Desak Reforma Agraria

Desak Reforma Agraria
Massa aksi dan petani mengibarkan bendera dan memegang spanduk saat aksi damai memperingati Hari Tani Nasional di depan Kantor Agraria dan Tata Ruang/Badan Pertanahan Nasional (ATR/BPN) Provinsi Jawa Barat di Kota Bandung, Rabu (24/9), baru-baru ini. (Dimas Rachmatsyah / Jabar Ekspres)
0 Komentar

KOTA – Ratusan massa dari Wahana Lingkungan Hidup (WALHI) Jawa Barat bersama jaringan masyarakat sipil memperingati Hari Tani Nasional dengan menggelar aksi di depan Kantor Wilayah ATR/BPN Jawa Barat. Mereka menuntut percepatan reforma agraria di sejumlah desa di Kabupaten Sumedang.

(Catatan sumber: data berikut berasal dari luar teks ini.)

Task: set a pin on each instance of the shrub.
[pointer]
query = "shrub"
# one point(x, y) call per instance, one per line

Aksi ini diikuti Perkumpulan Inisiatif, LBH Bandung, STKS, Sahabat WALHI, mahasiswa, Kelompok Tani Margawindu, dan Paguyuban Cemerlang Sumedang. Massa mendesak ATR/BPN segera menyelesaikan konflik agraria yang melibatkan dua kelompok tani di Desa Citengah serta Desa Cimarias dan Cinanggerang.

Manajer Pengelolaan Sumberdaya Wilayah Kelola Rakyat dan Desk Disaster WALHI Jabar, Arif Destriadi, mengatakan aksi ini merupakan bagian dari pendampingan terhadap petani yang sudah lama memperjuangkan hak atas tanah.

Baca Juga:Pengusaha Tembakau Audensi dengan Wabup SumedangMelatih Babinsa Budidaya Hortikultura

“Momentum aksi di ATR ini dalam konteks memperingati Hari Tani sekaligus mendampingi dua kelompok tani dari Desa Cimarias Cinanggerang dan Desa Citengah,” ujarnya kepada wartawan di lokasi, baru-baru ini.

Arif menjelaskan, kasus pertama menyangkut kelompok tani Margawindu di Desa Citengah, eks HGU PT Chakra seluas 217 hektare yang habis sejak 1997. Lahan itu telah masuk lokasi prioritas reforma agraria (LPRA) di Kementerian ATR, tetapi redistribusi tak kunjung dilakukan.

“Setelah masuk LPRA, proses menuju redistribusi justru lama. Itu yang kami tuntut agar ditembuskan ke Kementerian ATR,” katanya.

Kasus kedua, kata Arif, terjadi di Desa Cimarias dan Cinanggerang. Dari total 500 hektare lahan, 400 hektare dikuasai PT Subur Setiadi melalui HGB yang berakhir pada 2023. Warga menolak perpanjangan izin karena perusahaan dianggap tidak memberi kontribusi sosial maupun kesejahteraan.

“HGB-nya sudah habis, tanahnya kembali ke negara. Tapi perusahaan masih mengajukan perpanjangan, padahal izin prinsip di desa pun tidak ada dan kepala desa sudah menolak,” ujar Arif.

Arif menyebut warga telah menggarap lahan sejak 1990-an. Petani menanam ubi, jagung, singkong, dan sayuran, terbukti mampu meningkatkan kesejahteraan. Namun mereka kerap mendapat tekanan, bahkan ada yang dipenjara.

“Kondisi timpang, 400 hektare dikuasai perusahaan sementara warga tinggal di pinggir jurang. Harapannya ATR menolak perpanjangan HGB PT Subur Setiadi dan memasukkan kawasan ini ke prioritas reforma agraria,” pungkasnya.